Sono le regioni del nord quelle dove si è registrato il ricorso più alto alla cassa integrazione da inizio anno. Dal rapporto dell’Osservatorio Cig si rileva infatti che al primo posto per ore di cassa integrazione autorizzate c’è la Lombardia con 80.589.376 ore registrate lo scorso mese che corrispondono a 118.514 lavoratori (prendendo in considerazione le posizioni di lavoro a zero ore). Segue il Piemonte con 53.581.791 ore per 78.797 lavoratori e il Veneto con 28.772.160 ore di cig autorizzate per 42.312 lavoratori. Prima in questa classifica tra le regioni del centro c’è il Lazio con 15.752.596 ore che coinvolgono 23.166 lavoratori. Mentre per il Mezzogiorno è la Campania la regione dove si registra il maggiore ricorso alla cig con 20.849.499 ore per 30.661 lavoratori.

E’ la meccanica il settore in cui si è registrato il ricorso più alto allo strumento della cassa integrazione (ordinaria, straordinaria e in deroga). Secondo il rapporto della Cgil, infatti, sul totale delle ore registrate da gennaio ad aprile, la meccanica pesa per 120.203.633, coinvolgendo 176.770 lavoratori (prendendo come riferimento le posizioni di lavoro a zero ore). Segue in questa classifica il settore del commercio con 35.118.666 ore di cig autorizzate per 51.645 lavoratori coinvolti e l’edilizia con 29.811.934 ore e 43.841 lavoratori.

Nei primi quattro mesi dell’anno si sono registrati 2.573 nuovi ricorsi aziendali ai decreti di cigs. Un numero che conferma una continua tendenza all’aumento rispetto allo stesso periodo dello scorso anno quando invece si registravano 2.379 ricorsi. La crescita tendenziale risulta quindi essere del +8,15% e riguarda 3.860 unità aziendali rispetto alle 3.357 del primo quadrimestre dello scorso anno (+14,98%). Calano i ricorsi per crisi aziendale, pari a -6,05%, anche se rappresentano una fetta consistente dei decreti, ovvero il 63,97%.

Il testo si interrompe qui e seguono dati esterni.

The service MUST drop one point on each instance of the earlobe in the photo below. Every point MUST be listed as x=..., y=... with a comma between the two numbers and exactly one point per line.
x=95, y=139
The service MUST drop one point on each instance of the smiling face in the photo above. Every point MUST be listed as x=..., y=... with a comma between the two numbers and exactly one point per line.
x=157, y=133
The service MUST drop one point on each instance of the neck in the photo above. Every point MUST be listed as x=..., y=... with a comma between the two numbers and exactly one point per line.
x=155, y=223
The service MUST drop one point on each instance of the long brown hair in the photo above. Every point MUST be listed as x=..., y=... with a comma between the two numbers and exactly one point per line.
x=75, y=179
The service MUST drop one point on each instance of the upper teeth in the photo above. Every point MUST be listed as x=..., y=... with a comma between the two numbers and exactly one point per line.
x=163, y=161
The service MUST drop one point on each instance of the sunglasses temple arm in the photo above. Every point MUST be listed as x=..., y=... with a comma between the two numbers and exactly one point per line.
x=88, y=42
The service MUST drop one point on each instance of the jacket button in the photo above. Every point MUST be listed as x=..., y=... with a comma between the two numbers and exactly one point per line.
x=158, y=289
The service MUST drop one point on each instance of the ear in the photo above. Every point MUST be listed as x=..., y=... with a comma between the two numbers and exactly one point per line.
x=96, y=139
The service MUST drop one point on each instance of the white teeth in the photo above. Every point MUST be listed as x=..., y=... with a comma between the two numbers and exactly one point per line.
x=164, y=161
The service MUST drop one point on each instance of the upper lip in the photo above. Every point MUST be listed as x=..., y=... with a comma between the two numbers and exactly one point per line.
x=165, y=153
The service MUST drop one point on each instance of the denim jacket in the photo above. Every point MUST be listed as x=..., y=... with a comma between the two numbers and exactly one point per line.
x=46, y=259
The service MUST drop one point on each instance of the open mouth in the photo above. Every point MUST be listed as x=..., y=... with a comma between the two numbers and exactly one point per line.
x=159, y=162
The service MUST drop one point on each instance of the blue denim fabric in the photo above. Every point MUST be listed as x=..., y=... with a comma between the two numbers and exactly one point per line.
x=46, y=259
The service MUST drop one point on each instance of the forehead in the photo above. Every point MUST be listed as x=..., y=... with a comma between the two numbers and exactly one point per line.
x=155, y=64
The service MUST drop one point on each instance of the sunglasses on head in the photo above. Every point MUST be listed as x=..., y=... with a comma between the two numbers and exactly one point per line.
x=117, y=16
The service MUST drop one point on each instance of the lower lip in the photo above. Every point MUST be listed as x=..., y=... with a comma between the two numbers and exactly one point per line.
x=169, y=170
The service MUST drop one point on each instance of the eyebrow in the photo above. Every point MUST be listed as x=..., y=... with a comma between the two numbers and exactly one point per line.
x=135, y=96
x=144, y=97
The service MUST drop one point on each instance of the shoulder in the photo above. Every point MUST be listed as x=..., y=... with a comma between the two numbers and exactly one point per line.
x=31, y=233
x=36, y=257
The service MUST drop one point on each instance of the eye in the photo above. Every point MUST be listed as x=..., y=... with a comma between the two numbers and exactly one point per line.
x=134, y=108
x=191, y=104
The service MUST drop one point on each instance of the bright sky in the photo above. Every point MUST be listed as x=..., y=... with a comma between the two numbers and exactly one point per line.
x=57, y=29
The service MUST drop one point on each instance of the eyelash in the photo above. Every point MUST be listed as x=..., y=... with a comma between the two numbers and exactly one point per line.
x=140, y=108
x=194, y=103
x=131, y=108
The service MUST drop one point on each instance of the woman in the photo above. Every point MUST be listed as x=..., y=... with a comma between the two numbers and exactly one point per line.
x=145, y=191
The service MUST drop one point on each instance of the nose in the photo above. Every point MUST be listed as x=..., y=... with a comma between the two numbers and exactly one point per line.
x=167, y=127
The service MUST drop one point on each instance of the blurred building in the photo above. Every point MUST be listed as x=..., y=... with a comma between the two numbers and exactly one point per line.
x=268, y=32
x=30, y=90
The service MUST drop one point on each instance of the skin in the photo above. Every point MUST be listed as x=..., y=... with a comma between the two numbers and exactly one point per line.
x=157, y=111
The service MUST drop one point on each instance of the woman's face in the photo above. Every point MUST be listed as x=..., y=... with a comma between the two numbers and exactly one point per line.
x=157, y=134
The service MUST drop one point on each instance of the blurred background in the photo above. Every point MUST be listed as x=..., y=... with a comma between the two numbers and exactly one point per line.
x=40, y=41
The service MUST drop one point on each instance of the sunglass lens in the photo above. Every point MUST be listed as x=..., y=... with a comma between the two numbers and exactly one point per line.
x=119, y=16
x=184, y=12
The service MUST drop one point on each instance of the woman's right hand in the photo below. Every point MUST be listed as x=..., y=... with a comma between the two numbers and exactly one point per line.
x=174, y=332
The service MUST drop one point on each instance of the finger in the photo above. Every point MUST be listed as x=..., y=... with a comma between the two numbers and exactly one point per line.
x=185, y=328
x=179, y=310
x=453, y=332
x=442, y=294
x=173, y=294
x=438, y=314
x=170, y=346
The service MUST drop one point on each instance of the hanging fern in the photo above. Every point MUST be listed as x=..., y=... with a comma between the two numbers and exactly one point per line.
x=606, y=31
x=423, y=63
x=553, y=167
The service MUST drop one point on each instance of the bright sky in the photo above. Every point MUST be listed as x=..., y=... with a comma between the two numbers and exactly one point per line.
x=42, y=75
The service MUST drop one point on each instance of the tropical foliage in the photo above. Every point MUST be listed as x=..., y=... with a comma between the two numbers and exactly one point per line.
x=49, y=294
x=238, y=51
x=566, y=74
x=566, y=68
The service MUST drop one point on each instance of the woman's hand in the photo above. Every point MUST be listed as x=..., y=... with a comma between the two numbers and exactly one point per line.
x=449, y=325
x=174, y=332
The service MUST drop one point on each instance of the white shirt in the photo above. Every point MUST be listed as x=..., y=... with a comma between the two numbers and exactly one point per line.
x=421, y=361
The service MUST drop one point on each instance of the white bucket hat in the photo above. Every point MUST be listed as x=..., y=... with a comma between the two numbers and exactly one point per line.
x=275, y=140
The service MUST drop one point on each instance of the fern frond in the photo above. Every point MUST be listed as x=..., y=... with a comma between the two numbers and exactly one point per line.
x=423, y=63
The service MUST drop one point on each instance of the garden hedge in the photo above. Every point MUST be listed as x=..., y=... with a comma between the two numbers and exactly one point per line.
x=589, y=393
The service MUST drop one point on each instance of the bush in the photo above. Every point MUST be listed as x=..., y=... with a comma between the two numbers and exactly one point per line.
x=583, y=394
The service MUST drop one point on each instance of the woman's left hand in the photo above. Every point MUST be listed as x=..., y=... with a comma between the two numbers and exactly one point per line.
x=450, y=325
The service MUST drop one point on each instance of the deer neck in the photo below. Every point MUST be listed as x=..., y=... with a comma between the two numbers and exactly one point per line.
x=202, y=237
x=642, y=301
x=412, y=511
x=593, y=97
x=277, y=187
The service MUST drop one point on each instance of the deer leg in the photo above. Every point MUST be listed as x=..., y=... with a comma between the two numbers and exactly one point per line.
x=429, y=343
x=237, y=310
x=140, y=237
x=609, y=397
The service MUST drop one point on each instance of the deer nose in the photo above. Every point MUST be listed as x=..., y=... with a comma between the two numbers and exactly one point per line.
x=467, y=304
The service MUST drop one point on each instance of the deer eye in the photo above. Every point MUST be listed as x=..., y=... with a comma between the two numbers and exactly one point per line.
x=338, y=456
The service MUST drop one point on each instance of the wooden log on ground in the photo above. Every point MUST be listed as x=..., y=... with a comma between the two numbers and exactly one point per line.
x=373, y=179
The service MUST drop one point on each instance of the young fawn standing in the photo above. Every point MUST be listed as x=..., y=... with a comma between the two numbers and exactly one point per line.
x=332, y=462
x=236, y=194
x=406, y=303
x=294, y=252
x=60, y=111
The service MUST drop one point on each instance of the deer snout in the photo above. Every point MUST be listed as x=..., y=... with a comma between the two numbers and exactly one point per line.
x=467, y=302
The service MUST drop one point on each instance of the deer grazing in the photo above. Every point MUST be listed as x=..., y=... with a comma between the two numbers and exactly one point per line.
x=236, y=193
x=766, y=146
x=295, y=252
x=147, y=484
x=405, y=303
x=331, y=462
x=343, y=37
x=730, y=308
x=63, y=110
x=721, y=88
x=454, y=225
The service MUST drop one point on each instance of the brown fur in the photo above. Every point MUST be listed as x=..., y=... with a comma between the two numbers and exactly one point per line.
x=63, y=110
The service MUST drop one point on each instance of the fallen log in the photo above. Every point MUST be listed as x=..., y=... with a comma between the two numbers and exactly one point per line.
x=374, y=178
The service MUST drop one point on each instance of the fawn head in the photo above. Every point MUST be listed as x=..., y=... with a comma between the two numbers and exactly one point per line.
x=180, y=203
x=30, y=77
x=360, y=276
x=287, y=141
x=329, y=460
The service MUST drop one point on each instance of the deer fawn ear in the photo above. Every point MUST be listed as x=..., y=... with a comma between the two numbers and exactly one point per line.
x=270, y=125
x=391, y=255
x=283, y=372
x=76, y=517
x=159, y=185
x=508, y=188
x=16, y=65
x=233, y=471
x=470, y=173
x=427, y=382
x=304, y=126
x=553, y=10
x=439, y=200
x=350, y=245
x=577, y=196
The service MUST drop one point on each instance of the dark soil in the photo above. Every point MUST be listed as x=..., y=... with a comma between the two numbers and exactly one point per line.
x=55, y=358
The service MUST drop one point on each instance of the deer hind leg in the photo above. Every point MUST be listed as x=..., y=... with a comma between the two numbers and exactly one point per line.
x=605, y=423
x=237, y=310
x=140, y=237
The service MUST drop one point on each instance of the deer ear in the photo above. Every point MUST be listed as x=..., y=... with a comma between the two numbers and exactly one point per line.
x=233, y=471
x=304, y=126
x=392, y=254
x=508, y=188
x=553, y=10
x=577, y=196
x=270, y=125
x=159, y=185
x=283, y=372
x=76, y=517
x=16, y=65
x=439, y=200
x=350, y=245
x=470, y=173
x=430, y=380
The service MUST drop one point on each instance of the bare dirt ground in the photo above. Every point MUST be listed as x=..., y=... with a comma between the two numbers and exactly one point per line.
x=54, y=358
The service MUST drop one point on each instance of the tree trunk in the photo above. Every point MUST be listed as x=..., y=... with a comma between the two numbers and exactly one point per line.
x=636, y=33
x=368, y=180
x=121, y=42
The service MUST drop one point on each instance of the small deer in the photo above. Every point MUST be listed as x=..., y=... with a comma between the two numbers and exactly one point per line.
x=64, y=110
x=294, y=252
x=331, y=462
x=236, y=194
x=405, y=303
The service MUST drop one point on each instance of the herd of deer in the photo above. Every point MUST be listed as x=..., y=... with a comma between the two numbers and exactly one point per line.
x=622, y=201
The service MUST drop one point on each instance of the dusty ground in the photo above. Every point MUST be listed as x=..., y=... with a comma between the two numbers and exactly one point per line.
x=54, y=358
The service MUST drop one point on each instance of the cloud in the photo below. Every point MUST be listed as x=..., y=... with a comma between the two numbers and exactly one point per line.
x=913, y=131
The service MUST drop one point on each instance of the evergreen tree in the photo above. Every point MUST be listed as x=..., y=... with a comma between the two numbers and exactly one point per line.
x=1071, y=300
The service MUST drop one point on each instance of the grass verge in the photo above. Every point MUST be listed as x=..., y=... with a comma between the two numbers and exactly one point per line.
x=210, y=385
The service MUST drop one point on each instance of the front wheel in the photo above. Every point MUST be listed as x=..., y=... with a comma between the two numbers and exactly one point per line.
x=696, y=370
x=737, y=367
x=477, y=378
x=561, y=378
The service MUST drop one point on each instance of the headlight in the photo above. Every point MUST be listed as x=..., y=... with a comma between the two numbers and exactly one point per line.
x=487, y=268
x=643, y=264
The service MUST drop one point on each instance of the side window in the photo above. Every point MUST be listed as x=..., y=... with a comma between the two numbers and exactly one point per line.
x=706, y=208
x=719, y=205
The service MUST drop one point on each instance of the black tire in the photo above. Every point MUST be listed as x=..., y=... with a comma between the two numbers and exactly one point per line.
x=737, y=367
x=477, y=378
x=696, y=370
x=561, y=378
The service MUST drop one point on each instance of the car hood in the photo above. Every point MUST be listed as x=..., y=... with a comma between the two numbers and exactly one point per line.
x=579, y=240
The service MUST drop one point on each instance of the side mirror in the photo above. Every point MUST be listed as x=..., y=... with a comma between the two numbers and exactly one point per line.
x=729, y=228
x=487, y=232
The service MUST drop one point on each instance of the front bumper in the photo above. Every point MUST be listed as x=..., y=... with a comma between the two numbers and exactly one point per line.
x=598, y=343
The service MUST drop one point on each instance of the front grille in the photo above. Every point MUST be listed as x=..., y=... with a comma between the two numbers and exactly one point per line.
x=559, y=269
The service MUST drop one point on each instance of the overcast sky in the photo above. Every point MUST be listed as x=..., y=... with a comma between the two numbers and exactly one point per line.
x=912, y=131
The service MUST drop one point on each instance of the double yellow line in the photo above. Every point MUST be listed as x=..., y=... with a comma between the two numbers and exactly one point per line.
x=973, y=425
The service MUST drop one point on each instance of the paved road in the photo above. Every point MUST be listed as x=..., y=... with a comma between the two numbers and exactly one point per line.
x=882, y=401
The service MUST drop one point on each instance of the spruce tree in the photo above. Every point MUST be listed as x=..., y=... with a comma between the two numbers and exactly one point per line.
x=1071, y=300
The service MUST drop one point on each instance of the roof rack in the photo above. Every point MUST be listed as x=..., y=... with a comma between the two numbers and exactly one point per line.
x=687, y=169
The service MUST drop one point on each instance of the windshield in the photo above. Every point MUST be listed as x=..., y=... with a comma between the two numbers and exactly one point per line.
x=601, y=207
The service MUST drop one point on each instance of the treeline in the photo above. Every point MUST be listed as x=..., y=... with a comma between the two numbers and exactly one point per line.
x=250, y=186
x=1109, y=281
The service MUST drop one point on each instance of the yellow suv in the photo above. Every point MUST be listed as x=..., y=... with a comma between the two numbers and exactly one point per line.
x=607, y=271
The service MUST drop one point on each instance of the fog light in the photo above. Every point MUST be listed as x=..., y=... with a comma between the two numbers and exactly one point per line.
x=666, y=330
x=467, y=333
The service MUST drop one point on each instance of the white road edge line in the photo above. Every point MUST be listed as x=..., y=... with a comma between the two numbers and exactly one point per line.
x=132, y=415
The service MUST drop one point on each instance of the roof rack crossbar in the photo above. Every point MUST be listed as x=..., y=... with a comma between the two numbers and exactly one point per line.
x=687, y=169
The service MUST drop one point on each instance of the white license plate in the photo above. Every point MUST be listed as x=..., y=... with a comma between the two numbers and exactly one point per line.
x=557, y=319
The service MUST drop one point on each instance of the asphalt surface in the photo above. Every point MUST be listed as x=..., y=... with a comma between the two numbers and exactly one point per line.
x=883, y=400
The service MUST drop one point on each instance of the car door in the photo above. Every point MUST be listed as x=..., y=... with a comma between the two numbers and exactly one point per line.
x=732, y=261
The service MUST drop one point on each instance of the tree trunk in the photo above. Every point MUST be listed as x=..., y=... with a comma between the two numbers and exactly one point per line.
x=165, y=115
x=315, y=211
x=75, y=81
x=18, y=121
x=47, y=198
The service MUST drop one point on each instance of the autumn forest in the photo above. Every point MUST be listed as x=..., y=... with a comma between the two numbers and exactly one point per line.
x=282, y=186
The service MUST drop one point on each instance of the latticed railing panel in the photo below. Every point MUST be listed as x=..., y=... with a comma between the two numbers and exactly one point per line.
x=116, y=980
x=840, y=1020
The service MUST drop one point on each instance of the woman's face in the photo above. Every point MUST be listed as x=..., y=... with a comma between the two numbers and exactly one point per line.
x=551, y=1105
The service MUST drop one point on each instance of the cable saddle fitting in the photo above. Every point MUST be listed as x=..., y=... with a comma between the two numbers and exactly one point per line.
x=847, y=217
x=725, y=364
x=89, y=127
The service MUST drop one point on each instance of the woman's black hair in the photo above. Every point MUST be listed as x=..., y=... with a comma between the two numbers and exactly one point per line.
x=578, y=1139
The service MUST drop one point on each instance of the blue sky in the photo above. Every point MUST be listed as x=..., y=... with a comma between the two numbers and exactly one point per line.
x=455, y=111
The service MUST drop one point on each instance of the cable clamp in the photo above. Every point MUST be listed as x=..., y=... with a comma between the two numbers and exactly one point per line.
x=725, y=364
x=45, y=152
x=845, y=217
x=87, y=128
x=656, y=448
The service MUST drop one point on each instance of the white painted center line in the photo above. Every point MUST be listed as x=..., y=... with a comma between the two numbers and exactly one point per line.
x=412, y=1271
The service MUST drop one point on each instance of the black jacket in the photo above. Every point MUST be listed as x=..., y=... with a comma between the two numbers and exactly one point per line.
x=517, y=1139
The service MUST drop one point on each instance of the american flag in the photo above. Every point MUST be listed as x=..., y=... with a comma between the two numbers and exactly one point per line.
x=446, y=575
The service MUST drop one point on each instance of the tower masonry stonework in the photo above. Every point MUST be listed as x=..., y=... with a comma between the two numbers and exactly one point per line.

Le altre causali significative e in “continuo aumento” per numero di decreti riguardano le domande di ricorso al fallimento (+76,29%) e al ricorso al concordato preventivo (+35,38%). In aumento i contratti di solidarietà (+46,97%) che rappresentano il 18,85% dei decreti. Il rapporto sottolinea come nei primi quattro mesi del 2010 i contratti di solidarietà fossero il 13,87% del totale dei decreti. Le domande di ristrutturazione aziendale rimangono su numeri bassi e “insignificanti”: solo 65, appena il 2,53% dei decreti. Si arriva infine agli interventi che prevedono percorsi di reinvestimento e rinnovamento strutturale dell’impresa. In questo caso le richieste rappresentano solo il 6,11% del totale dei decreti.

Ad aprile, considerando un ricorso medio alla cig, pari cioè al 50% del tempo lavorabile globale (9 settimane), risultano essere 957.000 i  lavoratori in cigo, cigs e in cigd.  Se invece si considerano i lavoratori equivalenti a zero ore, pari a 17 settimane lavorative, si determina un’assenza completa dall’attività produttiva per 478.000 lavoratori, di cui 158.629 in cigd. Il rapporto denuncia come “anche in questi mesi del 2011 la situazione economica e sociale sia per migliaia di lavoratori insostenibile”. Difatti, dai calcoli dell’Osservatorio, si rileva come i lavoratori parzialmente tutelati dalla cig abbiano perso nel loro reddito 1.248.101.878 euro, pari a 2.608 euro per ogni singolo lavoratore.